On 23rd February 1912, after the arrest of Ireland, Steinhauer wrote to Ernst, urging him to be very cautious in communicating with Kruger, who would be watched…
30

Steinhauer used not only Reimers and Peterssen as aliases, but also Stein, Schmidt, Reimann, Tornow, Torner, Dinger, Tobler, Fritsches and others. He also used disguise, and would dress up as an elderly solicitor from the continent (‘big round glasses, black suit and a hand bag beyond suspicion') bearing information about a huge inheritance owed to lost German relatives in an English port. There he would accost a local policeman.

It was easy for them to get a list of the foreigners in the town, and just as agreeable – with the reward in view – to meet me an evening or two later in the corner of some restaurant with a bottle of whisky and a few nice cigars to help along the discussion.
31

This, before about 1910, led him into the British homes of a number of people who were afterwards persuaded, by a cautious follow-up letter, to work for the Fatherland. Kronauer had been on his books since about 1908 and Ernst since 1910.
32

Kell fitted in. If he needed a signature or a decision he could wriggle swiftly upstream through the bureaucracy to the highest level because he had been to the right schools, came of the right class. (It has been suggested that he may have known Churchill at Sandhurst.)
33
His predecessors in military intelligence, Davies and Trotter, had both moved on and were generals now. He, however, would never willingly release the reins of the Secret Service Bureau. It was a fascinating job, although he was frustrated by officials who were not, as he was, professionally vigilant. When, for instance, in October 1910 he discovered that the Lepel Wireless Company employee at Slough who habitually sent messages to Berlin was also able to intercept wireless communications from the Admiralty, he pointed out the security risk to the GPO Wireless Officer who ‘did not think any harm could arise'.
34

Kell owed a great deal to Melville. The older man, lacking the social background required for acceptance into the Edwardian mandarin class, taught him tradecraft and discretion, patience and wariness. Melville also had a sense of proportion that Kell seems sometimes to have lacked: mostly, as Kell's journal shows, his reports on ‘suspects' were negative.

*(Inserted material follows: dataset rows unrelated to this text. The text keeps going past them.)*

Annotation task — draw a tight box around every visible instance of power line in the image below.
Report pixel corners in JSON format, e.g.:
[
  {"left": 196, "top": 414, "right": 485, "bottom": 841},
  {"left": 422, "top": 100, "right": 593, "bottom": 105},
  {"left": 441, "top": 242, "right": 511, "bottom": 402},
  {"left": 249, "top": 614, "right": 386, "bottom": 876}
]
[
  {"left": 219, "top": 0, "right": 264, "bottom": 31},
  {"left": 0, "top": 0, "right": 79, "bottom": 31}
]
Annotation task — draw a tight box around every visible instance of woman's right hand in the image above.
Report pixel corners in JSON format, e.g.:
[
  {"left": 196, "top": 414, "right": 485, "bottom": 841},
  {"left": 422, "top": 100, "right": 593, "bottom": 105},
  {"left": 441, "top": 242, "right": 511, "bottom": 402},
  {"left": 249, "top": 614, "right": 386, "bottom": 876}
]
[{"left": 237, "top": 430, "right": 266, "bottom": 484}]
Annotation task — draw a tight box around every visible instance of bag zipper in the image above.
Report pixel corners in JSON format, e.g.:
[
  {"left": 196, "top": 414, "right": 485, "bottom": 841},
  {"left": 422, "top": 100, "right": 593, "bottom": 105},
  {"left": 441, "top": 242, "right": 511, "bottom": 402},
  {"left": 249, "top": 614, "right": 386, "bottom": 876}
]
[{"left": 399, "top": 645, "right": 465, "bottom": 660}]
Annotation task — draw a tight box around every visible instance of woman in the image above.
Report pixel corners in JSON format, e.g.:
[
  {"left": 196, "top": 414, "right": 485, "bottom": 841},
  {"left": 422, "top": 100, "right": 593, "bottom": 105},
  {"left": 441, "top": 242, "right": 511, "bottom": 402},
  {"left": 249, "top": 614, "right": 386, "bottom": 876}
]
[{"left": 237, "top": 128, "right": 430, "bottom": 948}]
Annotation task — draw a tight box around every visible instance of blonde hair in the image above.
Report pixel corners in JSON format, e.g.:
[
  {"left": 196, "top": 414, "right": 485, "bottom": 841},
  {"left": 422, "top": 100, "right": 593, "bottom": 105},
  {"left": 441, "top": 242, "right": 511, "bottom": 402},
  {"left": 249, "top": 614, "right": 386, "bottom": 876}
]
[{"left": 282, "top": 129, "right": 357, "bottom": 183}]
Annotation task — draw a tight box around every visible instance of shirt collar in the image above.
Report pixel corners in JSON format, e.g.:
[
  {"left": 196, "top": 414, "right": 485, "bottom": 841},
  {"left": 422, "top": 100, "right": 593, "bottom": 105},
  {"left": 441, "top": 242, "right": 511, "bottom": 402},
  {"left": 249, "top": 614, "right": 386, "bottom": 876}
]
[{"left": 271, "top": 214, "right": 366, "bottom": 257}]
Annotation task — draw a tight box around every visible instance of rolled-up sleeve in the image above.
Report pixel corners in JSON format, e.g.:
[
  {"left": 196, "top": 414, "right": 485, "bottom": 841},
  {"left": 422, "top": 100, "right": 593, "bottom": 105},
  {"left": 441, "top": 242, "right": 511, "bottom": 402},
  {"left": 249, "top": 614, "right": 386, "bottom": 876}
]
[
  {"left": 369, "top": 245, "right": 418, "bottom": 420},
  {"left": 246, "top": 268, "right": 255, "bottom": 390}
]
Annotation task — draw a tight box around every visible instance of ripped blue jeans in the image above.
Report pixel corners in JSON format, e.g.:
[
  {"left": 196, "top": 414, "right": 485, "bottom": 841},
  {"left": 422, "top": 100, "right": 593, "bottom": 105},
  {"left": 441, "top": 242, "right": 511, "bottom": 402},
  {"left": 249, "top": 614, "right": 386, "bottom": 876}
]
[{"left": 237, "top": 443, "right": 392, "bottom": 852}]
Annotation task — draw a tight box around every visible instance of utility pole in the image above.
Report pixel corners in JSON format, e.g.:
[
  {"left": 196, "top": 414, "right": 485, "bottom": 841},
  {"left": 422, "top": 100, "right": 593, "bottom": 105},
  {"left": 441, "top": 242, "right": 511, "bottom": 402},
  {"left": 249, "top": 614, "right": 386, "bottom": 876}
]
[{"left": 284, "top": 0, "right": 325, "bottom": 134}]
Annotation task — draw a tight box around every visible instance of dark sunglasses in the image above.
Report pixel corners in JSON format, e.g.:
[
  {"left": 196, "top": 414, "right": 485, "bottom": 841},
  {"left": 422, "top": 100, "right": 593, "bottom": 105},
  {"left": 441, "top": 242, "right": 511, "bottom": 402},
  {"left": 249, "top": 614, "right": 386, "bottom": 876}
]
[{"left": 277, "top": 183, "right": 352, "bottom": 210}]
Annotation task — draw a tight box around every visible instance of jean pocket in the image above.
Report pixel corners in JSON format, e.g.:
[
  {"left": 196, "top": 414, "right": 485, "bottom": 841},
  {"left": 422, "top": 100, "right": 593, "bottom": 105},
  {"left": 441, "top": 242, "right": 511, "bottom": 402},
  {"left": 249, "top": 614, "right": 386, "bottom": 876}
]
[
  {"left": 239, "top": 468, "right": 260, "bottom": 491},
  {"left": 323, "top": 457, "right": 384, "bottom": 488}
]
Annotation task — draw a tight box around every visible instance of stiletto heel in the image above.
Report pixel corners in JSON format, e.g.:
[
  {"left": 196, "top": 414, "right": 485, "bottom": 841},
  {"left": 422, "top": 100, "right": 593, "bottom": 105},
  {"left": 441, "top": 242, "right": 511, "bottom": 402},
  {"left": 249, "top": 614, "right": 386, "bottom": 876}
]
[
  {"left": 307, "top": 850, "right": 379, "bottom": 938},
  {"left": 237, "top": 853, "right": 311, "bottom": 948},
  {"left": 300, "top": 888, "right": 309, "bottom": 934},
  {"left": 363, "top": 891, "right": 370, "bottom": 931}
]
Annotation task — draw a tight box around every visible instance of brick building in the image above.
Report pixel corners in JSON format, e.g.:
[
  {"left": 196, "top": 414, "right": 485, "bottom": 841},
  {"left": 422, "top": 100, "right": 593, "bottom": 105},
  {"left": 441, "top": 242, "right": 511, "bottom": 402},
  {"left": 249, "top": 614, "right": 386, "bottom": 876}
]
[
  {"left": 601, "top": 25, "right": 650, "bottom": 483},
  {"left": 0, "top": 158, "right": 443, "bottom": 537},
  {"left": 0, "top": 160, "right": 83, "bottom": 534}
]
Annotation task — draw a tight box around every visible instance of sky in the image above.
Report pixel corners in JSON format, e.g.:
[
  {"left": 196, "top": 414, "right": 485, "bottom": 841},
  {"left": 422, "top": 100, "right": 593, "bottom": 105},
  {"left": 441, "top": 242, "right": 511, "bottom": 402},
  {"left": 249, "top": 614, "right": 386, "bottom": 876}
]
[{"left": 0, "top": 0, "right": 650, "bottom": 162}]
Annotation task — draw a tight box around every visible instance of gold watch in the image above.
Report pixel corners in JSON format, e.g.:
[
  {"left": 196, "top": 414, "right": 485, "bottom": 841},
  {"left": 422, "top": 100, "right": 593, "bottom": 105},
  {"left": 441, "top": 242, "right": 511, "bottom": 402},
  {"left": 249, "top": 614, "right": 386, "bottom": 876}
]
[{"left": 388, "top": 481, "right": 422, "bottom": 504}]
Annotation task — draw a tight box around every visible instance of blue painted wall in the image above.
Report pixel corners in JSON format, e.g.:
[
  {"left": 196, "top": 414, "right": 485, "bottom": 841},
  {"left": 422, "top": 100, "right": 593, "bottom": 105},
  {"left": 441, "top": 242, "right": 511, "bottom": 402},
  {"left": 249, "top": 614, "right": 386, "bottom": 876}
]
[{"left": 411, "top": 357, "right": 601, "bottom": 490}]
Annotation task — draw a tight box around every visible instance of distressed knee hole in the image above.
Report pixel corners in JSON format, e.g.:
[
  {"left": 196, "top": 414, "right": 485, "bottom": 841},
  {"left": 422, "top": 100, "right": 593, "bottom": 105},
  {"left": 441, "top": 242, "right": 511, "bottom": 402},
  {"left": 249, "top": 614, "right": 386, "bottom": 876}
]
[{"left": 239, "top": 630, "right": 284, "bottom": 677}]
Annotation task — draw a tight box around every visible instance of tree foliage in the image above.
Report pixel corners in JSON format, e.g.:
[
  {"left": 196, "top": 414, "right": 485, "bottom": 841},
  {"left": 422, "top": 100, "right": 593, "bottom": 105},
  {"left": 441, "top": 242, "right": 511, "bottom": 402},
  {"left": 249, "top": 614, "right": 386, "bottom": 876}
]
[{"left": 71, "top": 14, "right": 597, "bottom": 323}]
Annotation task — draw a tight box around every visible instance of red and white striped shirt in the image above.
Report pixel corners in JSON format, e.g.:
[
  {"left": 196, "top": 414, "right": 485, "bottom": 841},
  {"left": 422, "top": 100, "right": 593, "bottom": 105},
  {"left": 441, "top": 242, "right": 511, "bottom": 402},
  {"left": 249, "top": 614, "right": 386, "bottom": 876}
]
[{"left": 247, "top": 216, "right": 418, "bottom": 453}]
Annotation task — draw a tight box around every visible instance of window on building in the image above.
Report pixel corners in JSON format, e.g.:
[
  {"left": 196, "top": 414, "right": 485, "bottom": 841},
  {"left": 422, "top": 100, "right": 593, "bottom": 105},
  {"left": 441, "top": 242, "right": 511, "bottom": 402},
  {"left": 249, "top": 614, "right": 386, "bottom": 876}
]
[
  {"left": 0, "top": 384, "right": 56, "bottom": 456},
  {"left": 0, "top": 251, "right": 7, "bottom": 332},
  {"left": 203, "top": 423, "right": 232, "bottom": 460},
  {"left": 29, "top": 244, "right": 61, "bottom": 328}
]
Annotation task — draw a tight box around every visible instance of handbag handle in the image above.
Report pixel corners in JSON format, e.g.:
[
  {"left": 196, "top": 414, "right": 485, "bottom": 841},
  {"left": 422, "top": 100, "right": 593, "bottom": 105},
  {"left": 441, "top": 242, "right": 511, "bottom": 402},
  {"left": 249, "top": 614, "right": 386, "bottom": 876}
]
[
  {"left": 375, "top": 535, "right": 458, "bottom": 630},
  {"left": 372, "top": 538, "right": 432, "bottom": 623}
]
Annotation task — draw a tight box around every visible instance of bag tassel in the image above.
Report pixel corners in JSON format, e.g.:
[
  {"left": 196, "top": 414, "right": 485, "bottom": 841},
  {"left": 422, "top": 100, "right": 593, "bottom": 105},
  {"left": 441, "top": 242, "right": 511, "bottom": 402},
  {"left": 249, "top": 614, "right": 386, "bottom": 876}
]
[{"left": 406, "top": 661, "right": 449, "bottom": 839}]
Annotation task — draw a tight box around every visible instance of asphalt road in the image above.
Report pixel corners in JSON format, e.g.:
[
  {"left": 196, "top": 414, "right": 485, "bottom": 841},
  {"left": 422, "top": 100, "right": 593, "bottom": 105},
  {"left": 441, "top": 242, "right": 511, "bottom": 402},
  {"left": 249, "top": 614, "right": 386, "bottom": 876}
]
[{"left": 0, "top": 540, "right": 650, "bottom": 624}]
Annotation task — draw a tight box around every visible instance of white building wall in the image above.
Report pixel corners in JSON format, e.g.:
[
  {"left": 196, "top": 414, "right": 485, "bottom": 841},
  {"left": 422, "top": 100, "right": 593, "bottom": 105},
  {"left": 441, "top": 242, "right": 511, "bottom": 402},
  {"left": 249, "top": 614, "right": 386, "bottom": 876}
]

Kell, however, had an agenda that transcended petty issues of guilt or innocence. He was busy grinding down opposition to a register of aliens. Since this was not so far permissible he made do with an alien returns form of his own devising, which was circulated to chief constables in the winter of 1910-11. There were a few grumbles and raised eyebrows; but this, with other lists compiled from regional or professional records (for instance, German zinc-workers in Hartlepool) and individual reports from members of the public, formed the basis of an index that held up to 30,000 names by the start of the war.
35
The idea was sound, given the political circumstances, though the form it took seems somehow less so.

The Central Registry was a card index in which the subjects were classified on a bizarre scale that ran from AA for the least dangerous to BB for the most. AA was Absolutely Anglicised or Absolutely Allied, denoting somebody who was definitely supportive of the British cause. A was Anglicised or Allied, i.e. supportive. AB was Anglo-Boche –allegiances unclear, but probably pro-British. BA was Boche-Anglo – allegiances also unclear, but probably pro- German. B was Boche, i.e. hostile. Where a subject's hostility to the British cause was not in doubt, he or she was graded BB, or Bad Boche.
36

Extra staff were gradually being brought on board. And then there was the technology.

Last week I asked M to look out for a good pocket-camera, which I think is indispensable for our work. M now writes that he considers the Ensignette camera (with an extra good lens) is the best for our purposes. I went to the Stores to inspect one and I quite agree. I have therefore authorised M to get one, price £3 10s.